Wilder than stock cams make the idle speed necessarily go up due to more overlap diluting the mixture with exhaust (the loping thing). Meaning the carb is open too far at idle to let the transfer slots or holes lay open to feed the normally only greater than idle fuel they give. It sends the plug to full rich depending on how much low rpm use the motor gets on the street.

Pull carb and see if anything like the slot or holes is showing below the edge of butterflies as set presently for your idle. Disregard the one hole way below butterfly that shows even with them 100% closed-that is your curb idle discharge location and it alone has to be open at idle to feed the purely dead idle only fuel. The other holes even with butterfly edge CANNOT show, correct has them just under the edge show that they show instantly ONLY as soon as the throttle is worked to come away from idle. Those other holes serve as miniature accelerator pumps to supply fuel ONLY while the throttle is working to open and NOT with it sitting still like pure idle. As a result they feed pretty rich and them leaking past butterfly is commonly why so many hot engines have idling/fouling issues.

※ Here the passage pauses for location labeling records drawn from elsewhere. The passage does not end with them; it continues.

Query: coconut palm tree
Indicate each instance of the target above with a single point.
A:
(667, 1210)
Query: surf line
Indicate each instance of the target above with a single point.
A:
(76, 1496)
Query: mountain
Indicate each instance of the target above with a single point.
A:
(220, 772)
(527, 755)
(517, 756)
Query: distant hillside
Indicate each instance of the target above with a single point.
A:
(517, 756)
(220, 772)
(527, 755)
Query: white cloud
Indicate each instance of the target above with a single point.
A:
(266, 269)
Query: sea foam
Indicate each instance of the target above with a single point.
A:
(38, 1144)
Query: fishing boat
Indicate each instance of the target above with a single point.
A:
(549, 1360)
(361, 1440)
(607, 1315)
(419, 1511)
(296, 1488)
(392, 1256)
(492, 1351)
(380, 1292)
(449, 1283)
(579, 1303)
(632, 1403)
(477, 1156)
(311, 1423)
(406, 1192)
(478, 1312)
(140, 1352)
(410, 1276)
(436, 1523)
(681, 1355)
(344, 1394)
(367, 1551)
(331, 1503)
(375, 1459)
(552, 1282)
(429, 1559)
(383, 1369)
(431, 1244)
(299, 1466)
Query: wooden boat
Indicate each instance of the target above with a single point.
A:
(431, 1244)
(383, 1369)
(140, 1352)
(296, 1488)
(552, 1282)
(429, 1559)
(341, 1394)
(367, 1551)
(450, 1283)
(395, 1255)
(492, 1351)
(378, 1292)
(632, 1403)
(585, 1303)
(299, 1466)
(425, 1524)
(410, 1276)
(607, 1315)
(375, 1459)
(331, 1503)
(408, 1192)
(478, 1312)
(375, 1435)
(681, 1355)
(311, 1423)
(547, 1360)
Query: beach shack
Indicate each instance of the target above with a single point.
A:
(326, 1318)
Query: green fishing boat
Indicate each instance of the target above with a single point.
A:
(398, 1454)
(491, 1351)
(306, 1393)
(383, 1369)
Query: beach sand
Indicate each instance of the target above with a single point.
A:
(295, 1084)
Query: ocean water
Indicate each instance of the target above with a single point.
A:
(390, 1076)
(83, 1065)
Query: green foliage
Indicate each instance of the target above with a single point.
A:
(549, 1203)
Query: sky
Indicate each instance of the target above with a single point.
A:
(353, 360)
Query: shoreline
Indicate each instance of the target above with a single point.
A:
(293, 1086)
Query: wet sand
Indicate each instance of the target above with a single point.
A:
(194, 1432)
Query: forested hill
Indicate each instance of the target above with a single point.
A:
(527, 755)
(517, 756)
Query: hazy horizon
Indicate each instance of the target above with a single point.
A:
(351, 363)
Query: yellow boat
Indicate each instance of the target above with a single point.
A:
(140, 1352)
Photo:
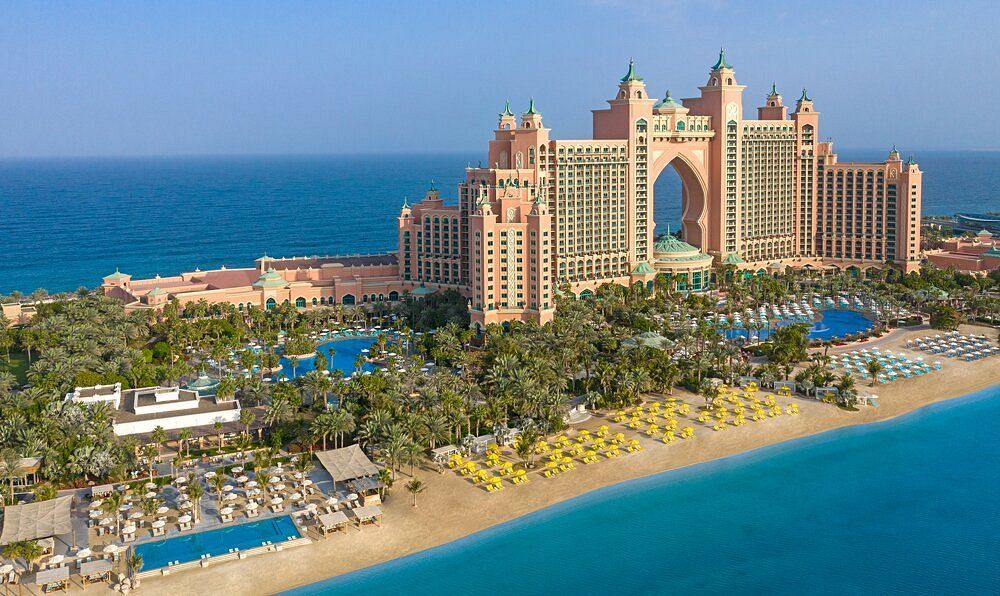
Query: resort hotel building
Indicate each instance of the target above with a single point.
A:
(760, 193)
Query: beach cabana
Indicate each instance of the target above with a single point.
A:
(441, 454)
(368, 515)
(96, 571)
(37, 521)
(368, 488)
(101, 491)
(346, 464)
(333, 522)
(50, 580)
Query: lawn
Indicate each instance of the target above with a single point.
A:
(18, 365)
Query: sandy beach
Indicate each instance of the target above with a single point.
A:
(452, 507)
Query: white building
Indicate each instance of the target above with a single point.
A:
(140, 411)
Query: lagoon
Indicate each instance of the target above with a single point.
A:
(902, 506)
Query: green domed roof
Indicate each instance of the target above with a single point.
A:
(643, 268)
(668, 243)
(668, 102)
(117, 275)
(271, 279)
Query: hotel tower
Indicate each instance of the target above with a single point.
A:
(760, 193)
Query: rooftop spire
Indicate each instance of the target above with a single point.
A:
(721, 63)
(531, 108)
(631, 75)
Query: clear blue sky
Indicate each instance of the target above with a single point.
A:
(164, 78)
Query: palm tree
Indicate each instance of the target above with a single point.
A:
(182, 442)
(112, 505)
(196, 491)
(10, 469)
(247, 418)
(218, 482)
(158, 436)
(134, 564)
(874, 368)
(415, 487)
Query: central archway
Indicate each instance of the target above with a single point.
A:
(690, 167)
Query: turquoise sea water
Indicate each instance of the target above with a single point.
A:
(907, 506)
(68, 222)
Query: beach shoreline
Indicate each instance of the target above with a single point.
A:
(453, 508)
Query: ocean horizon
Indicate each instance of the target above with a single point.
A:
(891, 507)
(68, 222)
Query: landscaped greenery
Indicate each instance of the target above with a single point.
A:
(520, 375)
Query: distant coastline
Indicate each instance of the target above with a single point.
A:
(68, 221)
(454, 509)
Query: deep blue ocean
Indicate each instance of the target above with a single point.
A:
(68, 222)
(907, 506)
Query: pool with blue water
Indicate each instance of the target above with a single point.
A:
(833, 323)
(190, 547)
(345, 352)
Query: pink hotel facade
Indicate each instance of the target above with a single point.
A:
(759, 194)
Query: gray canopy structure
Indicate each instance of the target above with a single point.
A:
(347, 463)
(33, 521)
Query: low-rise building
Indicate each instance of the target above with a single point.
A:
(140, 411)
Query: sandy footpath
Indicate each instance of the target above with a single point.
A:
(452, 507)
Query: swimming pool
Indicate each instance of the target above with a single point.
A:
(833, 323)
(345, 352)
(191, 547)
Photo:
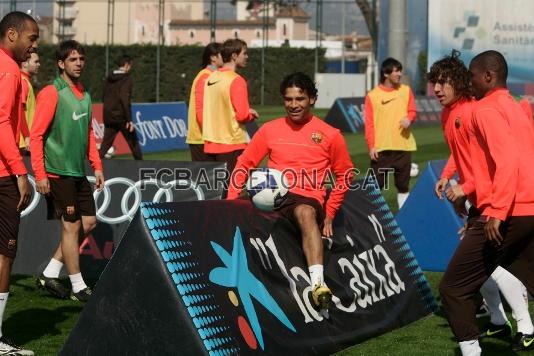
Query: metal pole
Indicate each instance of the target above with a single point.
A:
(160, 40)
(62, 21)
(343, 18)
(318, 31)
(374, 55)
(265, 36)
(213, 19)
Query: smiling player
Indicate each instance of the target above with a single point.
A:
(61, 139)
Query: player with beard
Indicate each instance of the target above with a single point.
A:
(501, 149)
(450, 79)
(18, 40)
(389, 112)
(306, 146)
(61, 139)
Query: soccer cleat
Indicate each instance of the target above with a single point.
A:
(82, 296)
(523, 342)
(321, 297)
(492, 330)
(53, 285)
(7, 347)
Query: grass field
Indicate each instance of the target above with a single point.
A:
(42, 323)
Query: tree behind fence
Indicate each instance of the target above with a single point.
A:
(179, 66)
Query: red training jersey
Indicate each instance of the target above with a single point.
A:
(10, 107)
(44, 114)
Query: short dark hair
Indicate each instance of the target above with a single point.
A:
(16, 20)
(493, 61)
(212, 49)
(451, 69)
(124, 59)
(66, 47)
(231, 46)
(389, 65)
(301, 81)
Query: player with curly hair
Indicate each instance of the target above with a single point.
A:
(450, 80)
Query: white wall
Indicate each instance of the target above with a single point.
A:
(333, 86)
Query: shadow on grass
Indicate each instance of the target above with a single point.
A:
(21, 282)
(34, 323)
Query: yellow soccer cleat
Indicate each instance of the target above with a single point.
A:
(321, 297)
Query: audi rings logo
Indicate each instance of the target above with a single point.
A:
(130, 199)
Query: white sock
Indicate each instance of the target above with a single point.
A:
(3, 302)
(316, 274)
(77, 282)
(513, 290)
(490, 292)
(470, 348)
(401, 198)
(53, 268)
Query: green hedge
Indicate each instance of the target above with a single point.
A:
(179, 66)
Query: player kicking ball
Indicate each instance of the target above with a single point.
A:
(307, 147)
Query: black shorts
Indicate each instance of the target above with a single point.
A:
(9, 217)
(70, 198)
(292, 200)
(400, 162)
(197, 153)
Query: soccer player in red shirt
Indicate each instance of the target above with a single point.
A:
(501, 149)
(307, 147)
(211, 61)
(61, 139)
(18, 39)
(450, 79)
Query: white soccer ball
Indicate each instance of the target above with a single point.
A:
(414, 171)
(265, 186)
(110, 152)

The fix is simple but customizes the carb to that engine only. You jacked the idle speed higher to get AIR but you got too much fuel with it, you need AIR only. You back the throttles back up to cover the holes or slots and then carefully drill small holes, one in each butterfly close to that edge of the plate to allow more air ONLY with the throttles still backed off. Start at 1/16" or smaller and gradually get bigger, the idle speed will increase with each drilling and you stop when your speed is where you want it. Now as well, the carb fuel holes are back where they need to be, just exposing as soon as the throttles are opened and the lean out at pure idle will greatly clean your plugs up.

Another way I used to do it was again back the carb back down to correct on the holes and then add air via extra like vacuum lines into say PCV air supply to lean it out more, may need more than one line and use like aquarium air valves to throttle each line back to get just the extra air only you need to increase the idle speed back to where you need.

At our high-perf garage back in the day I used to do that stuff to engines all day long.